Application of Matrix Training for Expanding Communication and Listener Repertoires of Toddlers With Autism Spectrum Disorder
|SANDHYA RAJAGOPAL (Florida Institute of Technology), Corina Jimenez-Gomez (The Scott Center for Autism Treatment), Jeanine R Tanz (The Scott Center for Autism Treatment at Florida I), Krystin Hussain (Florida Institute of Technology), Ivy M. Chong Crane Crane (Florida Institute of Technology & The Scott Center for Autism Treatment)

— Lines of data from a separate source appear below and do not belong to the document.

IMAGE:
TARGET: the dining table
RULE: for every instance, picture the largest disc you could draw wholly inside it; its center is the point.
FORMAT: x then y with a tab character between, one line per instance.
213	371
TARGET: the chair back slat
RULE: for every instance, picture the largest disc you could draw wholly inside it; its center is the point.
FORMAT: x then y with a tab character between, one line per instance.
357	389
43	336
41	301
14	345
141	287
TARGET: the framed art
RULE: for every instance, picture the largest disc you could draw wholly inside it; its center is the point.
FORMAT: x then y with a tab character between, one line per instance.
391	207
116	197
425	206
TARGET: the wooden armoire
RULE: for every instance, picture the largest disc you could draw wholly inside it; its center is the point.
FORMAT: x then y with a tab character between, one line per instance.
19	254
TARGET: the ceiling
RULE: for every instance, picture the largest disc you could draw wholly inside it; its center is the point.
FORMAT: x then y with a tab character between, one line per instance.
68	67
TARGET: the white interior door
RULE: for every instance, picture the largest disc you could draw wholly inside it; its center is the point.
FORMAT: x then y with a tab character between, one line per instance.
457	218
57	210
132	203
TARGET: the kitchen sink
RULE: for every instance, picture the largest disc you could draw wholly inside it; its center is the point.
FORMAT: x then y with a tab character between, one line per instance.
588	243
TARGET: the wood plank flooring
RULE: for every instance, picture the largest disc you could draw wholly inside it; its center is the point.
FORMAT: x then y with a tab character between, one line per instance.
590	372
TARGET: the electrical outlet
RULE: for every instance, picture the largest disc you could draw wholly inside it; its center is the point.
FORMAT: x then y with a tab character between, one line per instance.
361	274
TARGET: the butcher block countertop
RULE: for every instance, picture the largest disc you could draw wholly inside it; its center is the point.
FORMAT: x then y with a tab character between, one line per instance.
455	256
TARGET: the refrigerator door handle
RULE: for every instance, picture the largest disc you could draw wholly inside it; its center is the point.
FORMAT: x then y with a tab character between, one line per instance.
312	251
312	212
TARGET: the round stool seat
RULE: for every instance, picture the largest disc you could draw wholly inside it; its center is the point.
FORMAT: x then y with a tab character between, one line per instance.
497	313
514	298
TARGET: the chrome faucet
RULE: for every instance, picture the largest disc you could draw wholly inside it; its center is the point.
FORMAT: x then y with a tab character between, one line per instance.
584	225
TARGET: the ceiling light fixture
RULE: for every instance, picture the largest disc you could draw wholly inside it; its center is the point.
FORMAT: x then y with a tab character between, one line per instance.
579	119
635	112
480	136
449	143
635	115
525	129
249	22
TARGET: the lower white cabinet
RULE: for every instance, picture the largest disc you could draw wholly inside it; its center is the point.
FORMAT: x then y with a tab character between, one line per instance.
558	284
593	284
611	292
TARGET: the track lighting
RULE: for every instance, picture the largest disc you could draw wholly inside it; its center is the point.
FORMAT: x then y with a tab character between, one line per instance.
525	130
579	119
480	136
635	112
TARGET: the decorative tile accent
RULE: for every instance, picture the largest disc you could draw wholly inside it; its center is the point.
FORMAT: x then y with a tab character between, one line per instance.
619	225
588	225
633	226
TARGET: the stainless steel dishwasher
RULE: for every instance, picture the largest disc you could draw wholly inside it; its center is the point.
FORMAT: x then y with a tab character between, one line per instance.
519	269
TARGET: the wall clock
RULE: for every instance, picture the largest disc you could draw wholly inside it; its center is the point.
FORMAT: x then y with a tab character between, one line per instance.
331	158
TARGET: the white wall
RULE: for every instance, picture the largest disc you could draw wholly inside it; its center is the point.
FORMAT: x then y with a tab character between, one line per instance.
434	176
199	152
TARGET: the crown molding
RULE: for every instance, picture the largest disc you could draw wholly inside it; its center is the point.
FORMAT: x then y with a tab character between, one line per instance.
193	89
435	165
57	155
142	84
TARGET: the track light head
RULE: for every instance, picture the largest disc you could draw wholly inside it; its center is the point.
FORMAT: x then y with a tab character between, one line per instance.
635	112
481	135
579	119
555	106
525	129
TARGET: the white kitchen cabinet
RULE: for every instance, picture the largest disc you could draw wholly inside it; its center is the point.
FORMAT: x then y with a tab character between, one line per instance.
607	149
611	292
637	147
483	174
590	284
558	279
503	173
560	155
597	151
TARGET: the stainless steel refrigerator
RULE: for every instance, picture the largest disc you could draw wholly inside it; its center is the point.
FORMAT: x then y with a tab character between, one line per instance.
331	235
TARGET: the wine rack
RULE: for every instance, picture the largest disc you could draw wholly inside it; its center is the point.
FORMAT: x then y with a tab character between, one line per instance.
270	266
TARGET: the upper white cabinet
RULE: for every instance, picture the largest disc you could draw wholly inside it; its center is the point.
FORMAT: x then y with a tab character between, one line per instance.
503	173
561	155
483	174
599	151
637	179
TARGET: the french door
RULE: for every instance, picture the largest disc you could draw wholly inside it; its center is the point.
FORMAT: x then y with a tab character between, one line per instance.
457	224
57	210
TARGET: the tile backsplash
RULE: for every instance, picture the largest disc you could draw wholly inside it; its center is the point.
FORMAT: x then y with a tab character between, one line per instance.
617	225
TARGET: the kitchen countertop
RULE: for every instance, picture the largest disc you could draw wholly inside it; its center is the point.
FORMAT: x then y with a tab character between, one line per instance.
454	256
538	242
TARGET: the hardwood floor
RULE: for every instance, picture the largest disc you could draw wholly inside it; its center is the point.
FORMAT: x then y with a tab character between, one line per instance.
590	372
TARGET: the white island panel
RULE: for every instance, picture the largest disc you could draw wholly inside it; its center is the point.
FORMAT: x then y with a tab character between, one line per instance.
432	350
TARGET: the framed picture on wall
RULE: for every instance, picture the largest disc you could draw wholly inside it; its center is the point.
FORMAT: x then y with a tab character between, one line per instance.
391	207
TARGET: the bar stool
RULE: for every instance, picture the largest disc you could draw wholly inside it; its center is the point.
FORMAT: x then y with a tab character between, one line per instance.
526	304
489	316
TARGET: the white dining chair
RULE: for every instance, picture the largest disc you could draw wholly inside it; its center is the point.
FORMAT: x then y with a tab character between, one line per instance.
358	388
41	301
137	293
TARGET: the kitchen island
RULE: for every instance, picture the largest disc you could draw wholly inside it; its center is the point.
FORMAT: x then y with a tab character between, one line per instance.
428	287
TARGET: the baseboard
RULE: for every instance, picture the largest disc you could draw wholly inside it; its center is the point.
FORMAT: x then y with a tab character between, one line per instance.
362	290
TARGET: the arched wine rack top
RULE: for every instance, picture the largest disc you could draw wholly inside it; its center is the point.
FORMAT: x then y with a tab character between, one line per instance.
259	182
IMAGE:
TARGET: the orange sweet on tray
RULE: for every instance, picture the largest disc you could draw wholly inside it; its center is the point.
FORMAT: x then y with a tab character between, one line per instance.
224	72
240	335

Communication deficits are common in children diagnosed with Autism Spectrum Disorder (ASD). Using generative instruction for communication skills, such as matrix training, instructors teach a subset of skills and new skills emerge without direct teaching. Such an approach can result in a faster acquisition of functional language in children with communication delays. Matrix training has been used to teach preschool-aged children with ASD spelling, writing, receptive identification, and pretend play skills. This approach also has been effectively used to teach tacting and listener skills to children with intellectual disabilities. We employed matrix training with much younger participants:2-year-old boys, diagnosed with ASD with a limited communication repertoire. We taught noun-verb tacting and listener responding skills. During baseline, participants demonstrated limited correct noun-verb tacting. Correct responses for targets directly taught increased progressively across trials. Further, we observed spontaneous generalization to novel noun-verb tacts in the natural environment. These findings suggest matrix training can be a useful instructional strategy for expanding the communication repertoire of young children diagnosed with ASD.